The set of reachable objects changes as a program executes. There are four basic operations that a mutator performs to change the set:

Object allocations
Parameter passing, and return values
Reference assignments
Procedure returns

There are 2 approaches to determining reachability:

Reference counting as an approximation: maintain a count of references to an boject, as the mutator performs actions that may change the set. When the reference count becomes 0, the object is no longer reachable
A trace-based GC labels all objects in the root as reachable, and examines iteratively all references in them to find more reachable objects, and labels them as such. Once the reachable set is computed, it can find many unreachable objects at once. An option is to relocate the reachable objects and reduce fragmentation.

Trace-based GCs

Each chunk is in 1 of 4 states:

free: ready to be allocated
unreached: chunks presumed to be unreachable, unless proven reachable by tracing. A chunk is in this state at any point during GC if reachability has not yet been established. Whenever a chunk is allocated by the memory manager, its state is set to unreached. After a round of GC, it is reset to unreached for the next round.
unscanned: chunks that are known to be reachable are either in state of unscanned or scanned. A chunk is in the unscanned state if it is known to be reachable, but its pointers have not yet been scanned.
scanned: every unscanned object will eventually be scanned and transition to the scanned state. To scan an object, we examine all pointers within it, and follow these pointers.

Mark-and-compact GCs

Relocating collectors move reachable objects around in the heap to eliminate memory fragmentation. There are 2 types:

mark-and-compact, which compacts objects in place. This reduces memory usage.
copying collector is more efficient, but extra space needs to be reserved for relocation.

mark-and-compact has 3 phases:

marking phase
scan the allocated section of the heap and compute new addresses for each of the reachable objects.
copies objects to the new locations, updating all references in objects that point to the new locations.

Tools

Lex

A Lex compiler takes a Lex source program, and outputs a program.
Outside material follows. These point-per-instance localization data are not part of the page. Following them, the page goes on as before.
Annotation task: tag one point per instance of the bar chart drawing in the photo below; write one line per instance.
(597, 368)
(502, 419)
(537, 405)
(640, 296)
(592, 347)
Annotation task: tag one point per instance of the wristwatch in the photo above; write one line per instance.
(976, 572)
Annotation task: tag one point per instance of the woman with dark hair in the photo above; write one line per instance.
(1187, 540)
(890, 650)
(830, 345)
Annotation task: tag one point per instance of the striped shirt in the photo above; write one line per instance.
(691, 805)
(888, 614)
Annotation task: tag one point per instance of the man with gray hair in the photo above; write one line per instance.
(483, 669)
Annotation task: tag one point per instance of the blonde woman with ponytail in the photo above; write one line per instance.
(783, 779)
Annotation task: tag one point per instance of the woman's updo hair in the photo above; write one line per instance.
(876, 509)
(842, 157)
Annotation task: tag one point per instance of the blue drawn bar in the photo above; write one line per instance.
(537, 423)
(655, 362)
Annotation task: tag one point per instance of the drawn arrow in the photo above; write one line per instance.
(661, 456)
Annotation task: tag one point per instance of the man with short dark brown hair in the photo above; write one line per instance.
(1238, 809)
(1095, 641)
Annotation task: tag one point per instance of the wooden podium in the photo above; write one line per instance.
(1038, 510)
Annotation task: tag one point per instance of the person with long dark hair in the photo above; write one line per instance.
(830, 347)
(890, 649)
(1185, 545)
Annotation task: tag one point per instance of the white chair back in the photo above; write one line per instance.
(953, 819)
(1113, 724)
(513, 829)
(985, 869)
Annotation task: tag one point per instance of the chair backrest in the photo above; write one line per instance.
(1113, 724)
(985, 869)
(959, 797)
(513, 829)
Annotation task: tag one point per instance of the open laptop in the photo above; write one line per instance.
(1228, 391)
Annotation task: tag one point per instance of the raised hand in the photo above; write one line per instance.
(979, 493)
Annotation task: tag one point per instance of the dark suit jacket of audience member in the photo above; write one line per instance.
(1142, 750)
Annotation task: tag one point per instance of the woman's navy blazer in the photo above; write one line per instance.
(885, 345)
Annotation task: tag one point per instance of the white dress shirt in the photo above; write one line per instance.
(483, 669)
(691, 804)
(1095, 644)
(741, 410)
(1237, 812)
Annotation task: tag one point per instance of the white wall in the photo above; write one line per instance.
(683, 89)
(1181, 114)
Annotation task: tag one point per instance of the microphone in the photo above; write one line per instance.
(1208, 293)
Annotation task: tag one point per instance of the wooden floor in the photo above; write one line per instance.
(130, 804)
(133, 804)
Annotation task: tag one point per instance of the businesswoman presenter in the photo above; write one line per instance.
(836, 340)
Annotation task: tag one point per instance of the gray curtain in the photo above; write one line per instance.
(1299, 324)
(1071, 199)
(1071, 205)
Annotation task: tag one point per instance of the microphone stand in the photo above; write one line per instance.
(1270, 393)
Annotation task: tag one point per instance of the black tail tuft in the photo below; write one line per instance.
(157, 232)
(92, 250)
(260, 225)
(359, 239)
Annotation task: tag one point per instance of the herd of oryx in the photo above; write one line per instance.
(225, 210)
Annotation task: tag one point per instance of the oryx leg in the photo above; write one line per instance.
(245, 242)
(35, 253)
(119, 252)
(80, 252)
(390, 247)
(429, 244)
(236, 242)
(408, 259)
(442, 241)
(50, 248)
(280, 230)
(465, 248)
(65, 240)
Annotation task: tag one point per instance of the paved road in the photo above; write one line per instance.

This program is compiled in its source language (originally C, jFlex for Java). The result program takes an input stream as input, and produces a sequence of tokens as output.

A lex program has the following form:

  declarations
  %%
  translation rules
  %%
  auxiliary functions

The declaration section includes declarations of variables, manifest constants, and regular definitions.

The translation rules have form: Pattern { Action }.

Each pattern is a regular expression, which may use the definitions of the declaration section. The actions are fragments of code.

The auxiliary functions section contains used in these actions.